Sometimes it’s really hard to write for this blog. I’ve written, and discarded, two posts already, and who the hell knows if this one will ever make it to the light of day. But I guess, let’s try anyway.
I can’t think of any topic in life that I’m not torn about in one way or other. Some say I take life too seriously, and maybe they’re right. Life is too ephemeral to take seriously – no matter what you do in this life, we all end up in the same place within generally the same timeframe, and nothing we do ultimately has any impact on anything at all. On the other hand, is not life too improbable to be flippant about? It is perhaps the greatest contradiction in life – perhaps the fundamental one – that we do not want to waste what is already wasted.
I feel much the same way about Japan, if I am to be honest. Learning Japanese is an interesting intellectual exercise, but at the end of the day, it’s essentially a useless one. I don’t think I will ever go to Japan – I just don’t see the point in doing so, if I’m to be honest. I mean, it’s an interesting place, and there are some interesting things to see, but ultimately it’s just like where I live, just with different people, and all that entails. It seems a lot of time and money wasted. I have found talking to Japanese people to be an exercise in futility – they don’t seem to like me for some reason. Perhaps I am too direct. Perhaps they rightly sense my latent misanthropy. Why spend all the time and money to try to get to know a people who like me just about as much as everyone else does? I can be rejected a half mile away from home, after all.

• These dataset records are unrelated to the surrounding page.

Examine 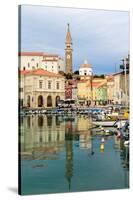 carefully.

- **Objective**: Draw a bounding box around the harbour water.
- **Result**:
[19,115,129,195]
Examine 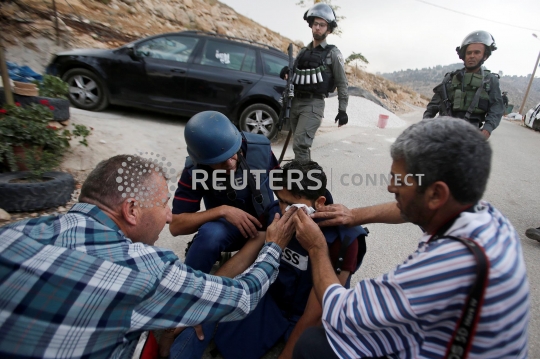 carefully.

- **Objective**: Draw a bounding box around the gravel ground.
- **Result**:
[321,96,406,128]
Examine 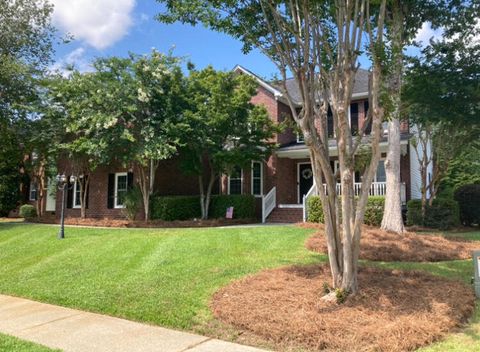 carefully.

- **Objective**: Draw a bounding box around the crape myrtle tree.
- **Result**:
[182,67,279,219]
[57,50,185,220]
[158,0,386,299]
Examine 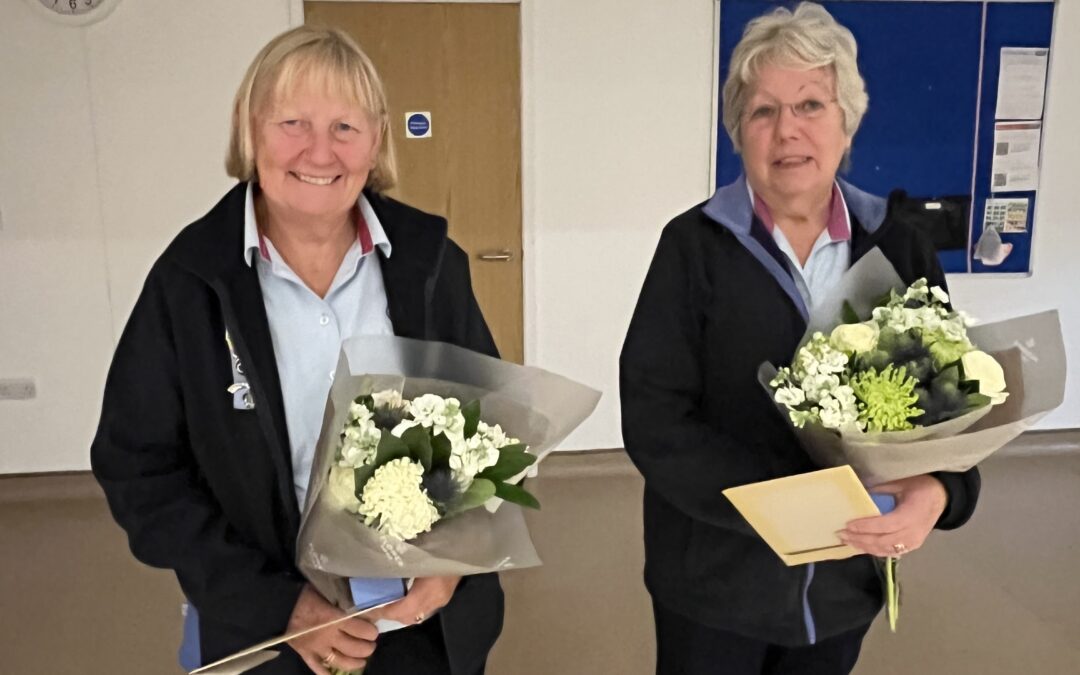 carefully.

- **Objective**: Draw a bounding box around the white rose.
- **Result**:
[828,323,878,354]
[960,349,1009,405]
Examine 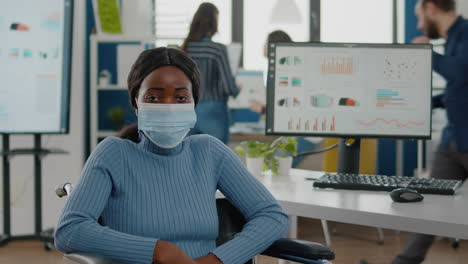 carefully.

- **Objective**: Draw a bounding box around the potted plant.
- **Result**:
[236,140,269,176]
[265,137,297,176]
[236,137,297,176]
[107,106,125,131]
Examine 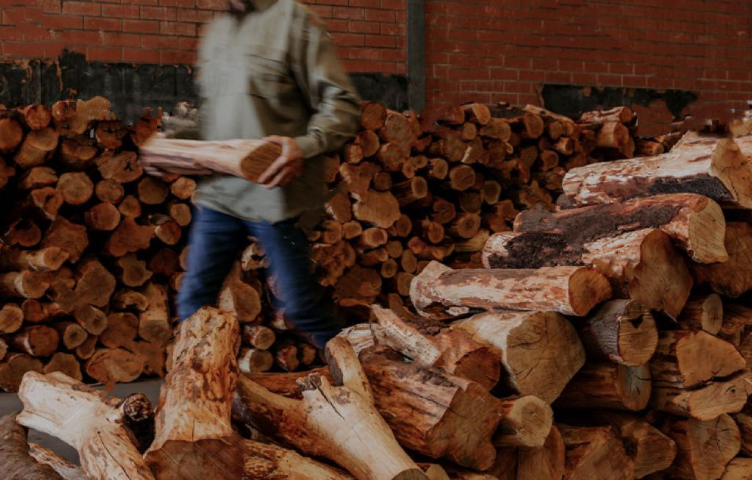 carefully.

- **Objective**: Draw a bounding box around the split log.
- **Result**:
[0,414,63,480]
[84,203,120,232]
[0,247,68,272]
[650,330,746,388]
[29,443,87,480]
[557,425,634,480]
[410,262,611,316]
[13,127,60,169]
[0,303,24,334]
[238,339,427,480]
[483,229,692,318]
[371,305,501,390]
[42,352,83,382]
[650,372,750,420]
[563,133,752,208]
[555,362,651,411]
[577,300,658,367]
[663,415,740,480]
[139,139,282,183]
[514,193,728,263]
[363,346,506,470]
[691,222,752,298]
[452,312,585,403]
[17,372,154,480]
[138,282,172,343]
[10,325,60,357]
[0,353,44,393]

And yet, for some reason, I still do it. Perhaps I am driven by something I don’t understand. Perhaps I just don’t like to give up on something I’ve invested so much into (the “sunk cost” fallacy in action). Perhaps learning things is the only reason I’ve ever had for living, and if I can’t learn something new, I may as well just hang it up here – and perhaps Japanese has become familiar enough that I’m starting to itch for the next adventure.
I’ve been feeling lately that I need to pull back on pretty much everything and seek the ultimate answer to life, the universe, and everything. I won’t be at all happy until I find it. And maybe I never will.